I didn't leave my bed this morning so that Good Morning America's Twitter account could rename Kermit the Frog #TeaLizard. But somehow, it happened.
Does #CryingLeBron join other meme greats like #tealizard, #CryingJordan and #smockin / the mask? Tweet us! pic.twitter.com/4xoDahAk1Q
— Good Morning America (@GMA) June 21, 2016
This morning, the ABC morning show took a shot at being hip and cool to internet culture. But instead, before the eyes of the account's three million followers, someone in charge of GMA's Twitter account revealed that they cannot tell the difference between the world's most famous frog and a lizard. Indeed: At 7:52 a.m. the account asked if Crying LeBron is worthy of other great memes like Crying Jordan, something called "#smockin" (a possible Mask reference that doesn't seem to be popular anywhere), and "#tealizard," a reference to the popular 2014 meme of Kermit the Frog throwing shade, choosing to ignore the drama and silently sip his tea.
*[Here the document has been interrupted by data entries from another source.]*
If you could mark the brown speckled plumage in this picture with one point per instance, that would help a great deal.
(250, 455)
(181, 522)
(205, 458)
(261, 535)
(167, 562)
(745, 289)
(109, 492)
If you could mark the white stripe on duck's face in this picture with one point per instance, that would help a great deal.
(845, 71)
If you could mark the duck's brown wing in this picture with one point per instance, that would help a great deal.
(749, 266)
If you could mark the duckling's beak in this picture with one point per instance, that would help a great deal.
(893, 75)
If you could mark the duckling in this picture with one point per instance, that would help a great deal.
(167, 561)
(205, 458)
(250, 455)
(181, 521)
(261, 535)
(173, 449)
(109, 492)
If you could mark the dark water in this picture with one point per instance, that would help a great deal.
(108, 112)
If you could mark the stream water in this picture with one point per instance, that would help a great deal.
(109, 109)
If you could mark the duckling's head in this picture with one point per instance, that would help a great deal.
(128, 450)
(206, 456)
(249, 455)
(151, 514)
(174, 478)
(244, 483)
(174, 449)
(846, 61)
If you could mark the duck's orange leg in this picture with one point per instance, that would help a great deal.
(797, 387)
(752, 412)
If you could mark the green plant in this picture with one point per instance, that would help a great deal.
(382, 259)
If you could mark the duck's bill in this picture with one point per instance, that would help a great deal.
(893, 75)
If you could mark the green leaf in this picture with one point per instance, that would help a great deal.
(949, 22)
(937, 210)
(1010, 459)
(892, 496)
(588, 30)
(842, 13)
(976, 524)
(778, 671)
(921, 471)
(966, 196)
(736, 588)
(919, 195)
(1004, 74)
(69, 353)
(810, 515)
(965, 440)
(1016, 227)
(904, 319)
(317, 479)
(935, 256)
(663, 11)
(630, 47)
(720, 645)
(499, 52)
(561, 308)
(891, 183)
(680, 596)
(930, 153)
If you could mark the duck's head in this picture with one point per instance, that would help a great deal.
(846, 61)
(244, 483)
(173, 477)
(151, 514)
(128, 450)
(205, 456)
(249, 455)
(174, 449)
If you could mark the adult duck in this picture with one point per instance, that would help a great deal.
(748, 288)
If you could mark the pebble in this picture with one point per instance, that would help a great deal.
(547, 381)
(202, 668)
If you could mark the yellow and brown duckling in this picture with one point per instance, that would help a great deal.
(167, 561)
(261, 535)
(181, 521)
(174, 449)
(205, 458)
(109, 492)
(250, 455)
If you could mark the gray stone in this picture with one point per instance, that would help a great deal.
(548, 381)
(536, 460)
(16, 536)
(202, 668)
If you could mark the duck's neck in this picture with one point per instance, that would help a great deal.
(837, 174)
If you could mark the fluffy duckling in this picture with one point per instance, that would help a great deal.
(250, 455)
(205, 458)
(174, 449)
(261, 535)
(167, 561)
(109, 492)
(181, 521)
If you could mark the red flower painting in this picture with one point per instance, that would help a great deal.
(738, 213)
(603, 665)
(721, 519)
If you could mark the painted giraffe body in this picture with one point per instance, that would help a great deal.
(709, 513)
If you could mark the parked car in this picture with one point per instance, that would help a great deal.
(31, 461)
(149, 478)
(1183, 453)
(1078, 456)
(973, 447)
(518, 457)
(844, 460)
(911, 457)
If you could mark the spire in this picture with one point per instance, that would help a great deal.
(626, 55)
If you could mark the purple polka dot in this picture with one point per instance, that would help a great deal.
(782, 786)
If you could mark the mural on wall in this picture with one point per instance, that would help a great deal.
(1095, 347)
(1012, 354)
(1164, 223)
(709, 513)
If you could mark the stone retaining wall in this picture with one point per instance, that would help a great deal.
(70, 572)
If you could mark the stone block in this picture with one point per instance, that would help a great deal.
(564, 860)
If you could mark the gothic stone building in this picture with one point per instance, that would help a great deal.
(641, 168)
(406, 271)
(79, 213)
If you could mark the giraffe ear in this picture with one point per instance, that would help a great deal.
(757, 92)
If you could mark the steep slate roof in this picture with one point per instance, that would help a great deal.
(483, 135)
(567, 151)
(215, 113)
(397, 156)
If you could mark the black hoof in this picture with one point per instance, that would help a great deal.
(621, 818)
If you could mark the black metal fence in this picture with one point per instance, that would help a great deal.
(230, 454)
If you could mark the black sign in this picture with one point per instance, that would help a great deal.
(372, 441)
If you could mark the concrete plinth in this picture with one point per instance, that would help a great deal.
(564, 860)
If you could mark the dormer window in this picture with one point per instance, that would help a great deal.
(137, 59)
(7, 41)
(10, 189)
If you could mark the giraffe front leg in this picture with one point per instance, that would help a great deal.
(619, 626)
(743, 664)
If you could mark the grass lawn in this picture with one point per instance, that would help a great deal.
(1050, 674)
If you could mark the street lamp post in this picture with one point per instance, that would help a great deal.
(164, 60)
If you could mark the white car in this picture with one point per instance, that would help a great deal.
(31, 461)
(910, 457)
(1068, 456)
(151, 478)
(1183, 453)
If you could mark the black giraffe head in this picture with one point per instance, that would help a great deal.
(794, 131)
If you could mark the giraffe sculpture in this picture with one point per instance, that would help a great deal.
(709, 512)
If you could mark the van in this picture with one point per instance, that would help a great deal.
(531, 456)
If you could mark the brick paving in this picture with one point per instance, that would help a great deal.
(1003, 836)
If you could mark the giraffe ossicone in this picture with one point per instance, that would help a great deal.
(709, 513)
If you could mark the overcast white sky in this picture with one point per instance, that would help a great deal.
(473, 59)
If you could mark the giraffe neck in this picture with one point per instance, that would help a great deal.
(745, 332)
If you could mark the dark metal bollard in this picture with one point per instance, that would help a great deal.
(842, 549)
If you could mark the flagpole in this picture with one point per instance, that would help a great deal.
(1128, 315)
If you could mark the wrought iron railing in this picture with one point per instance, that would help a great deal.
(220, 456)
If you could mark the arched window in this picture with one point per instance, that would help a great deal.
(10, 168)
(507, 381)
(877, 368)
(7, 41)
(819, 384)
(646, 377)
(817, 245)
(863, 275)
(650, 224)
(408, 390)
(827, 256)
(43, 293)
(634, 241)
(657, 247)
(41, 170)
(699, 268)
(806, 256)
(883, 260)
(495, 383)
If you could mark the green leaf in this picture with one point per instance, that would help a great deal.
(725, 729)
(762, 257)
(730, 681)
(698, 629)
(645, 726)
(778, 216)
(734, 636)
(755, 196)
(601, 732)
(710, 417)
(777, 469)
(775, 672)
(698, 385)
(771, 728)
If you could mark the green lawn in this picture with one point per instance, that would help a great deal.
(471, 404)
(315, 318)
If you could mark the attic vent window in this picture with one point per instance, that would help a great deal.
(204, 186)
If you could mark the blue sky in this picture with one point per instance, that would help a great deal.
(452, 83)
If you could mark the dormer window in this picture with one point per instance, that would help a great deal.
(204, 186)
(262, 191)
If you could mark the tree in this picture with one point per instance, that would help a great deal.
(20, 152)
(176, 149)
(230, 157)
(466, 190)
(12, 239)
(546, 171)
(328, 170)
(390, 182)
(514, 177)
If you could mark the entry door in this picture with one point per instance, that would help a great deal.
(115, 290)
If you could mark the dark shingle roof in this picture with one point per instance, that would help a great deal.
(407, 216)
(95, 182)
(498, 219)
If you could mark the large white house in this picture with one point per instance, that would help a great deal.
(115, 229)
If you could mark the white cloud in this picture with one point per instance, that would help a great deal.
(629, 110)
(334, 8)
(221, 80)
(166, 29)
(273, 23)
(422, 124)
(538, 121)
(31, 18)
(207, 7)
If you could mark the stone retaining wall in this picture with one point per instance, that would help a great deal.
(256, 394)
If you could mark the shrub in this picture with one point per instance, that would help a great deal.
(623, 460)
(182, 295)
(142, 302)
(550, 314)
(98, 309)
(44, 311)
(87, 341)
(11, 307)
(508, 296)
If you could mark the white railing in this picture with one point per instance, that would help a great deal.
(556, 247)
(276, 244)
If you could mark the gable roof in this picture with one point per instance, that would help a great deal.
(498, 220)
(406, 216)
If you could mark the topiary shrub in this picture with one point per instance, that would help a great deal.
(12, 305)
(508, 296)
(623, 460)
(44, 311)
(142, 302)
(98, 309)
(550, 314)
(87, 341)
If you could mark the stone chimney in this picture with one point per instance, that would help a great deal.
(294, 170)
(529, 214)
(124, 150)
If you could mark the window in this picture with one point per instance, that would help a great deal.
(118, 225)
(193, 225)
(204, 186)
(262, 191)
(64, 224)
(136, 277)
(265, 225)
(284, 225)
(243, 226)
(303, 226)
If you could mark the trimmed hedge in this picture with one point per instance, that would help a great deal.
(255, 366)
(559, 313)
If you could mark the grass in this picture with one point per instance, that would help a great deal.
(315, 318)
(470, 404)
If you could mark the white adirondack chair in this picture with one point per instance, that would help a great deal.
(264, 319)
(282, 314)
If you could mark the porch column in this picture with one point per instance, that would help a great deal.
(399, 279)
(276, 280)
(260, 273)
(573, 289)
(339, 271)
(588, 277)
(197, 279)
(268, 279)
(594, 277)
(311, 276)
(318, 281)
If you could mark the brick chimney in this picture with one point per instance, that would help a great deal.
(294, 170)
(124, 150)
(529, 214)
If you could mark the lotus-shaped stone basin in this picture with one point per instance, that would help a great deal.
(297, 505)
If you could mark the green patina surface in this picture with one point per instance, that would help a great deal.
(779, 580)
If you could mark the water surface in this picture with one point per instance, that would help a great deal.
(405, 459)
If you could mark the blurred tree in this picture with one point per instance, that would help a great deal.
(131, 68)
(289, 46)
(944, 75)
Imagine the pitch meeting: Crying Jordan might be the meme of a generation. It's an image that exists at the glorious intersection of small goofs and overdramatic personal tragedies — we are all Michael Jordan's weepy face, and he is us. #Smockin? "Let's just put syllables together and see what happens," someone might have said. Didn't you spend your childhood watching Kermit the Tea Lizard on The Muppet Show? Wasn't it Kermit the Tea Lizard who sipped a Lipton drink and became the greatest meme of two years ago?
To be sure, calling Kermit the Frog a "Tea Lizard" was an honest mistake that Google or a 6th grade zoology textbook could have corrected. But GMA's tweet — and the resulting fallout — represents a problem that has become a regular occurrence. The fruits of Black Twitter's comedy labor are whitewashed and reappropriated by people with no idea what they mean or what online culture they're important to. When Kermit the Frog's tea-sipping meme becomes Tea Lizard — a made-up, meaningless moniker — the Black community that mainstreamed the joke gets sidelined.
This isn't the first time this has happened. Atlanta rappers danced "The Dab" before Hillary Clinton brought the meme to daytime television on Ellen. #TrapCovers, which found Black twitter users adding raps and basslines to Michelle Branch ballads, came to fruition as a response to white musicians making emo covers of "Formation," Beyoncé's song celebrating her "negro nose" and nappy hair.
But Black Twitter is never credited, even as the non-Black creators of other mainstream memes are known and praised. The creators of "Damn Daniel" made it to Ellen; few people respeck Peaches Monroee's name, even though she brought "on fleek" into our cultural lexicon.
GMA later apologized, but their correction was misplaced. Whether he's called a frog or a Tea Lizard (come on, the character's name is literally Kermit the Frog), the Kermit Sipping Tea meme has origins in Black Twitter's queer and female communities, and the show's social media editors made a clumsy attempt at capitalizing on it. Memes aren't exactly the most important fault lines for discussions about cultural appropriation, but instances like these are examples of inside jokes being mined for street cred as the cultures that created them are ignored.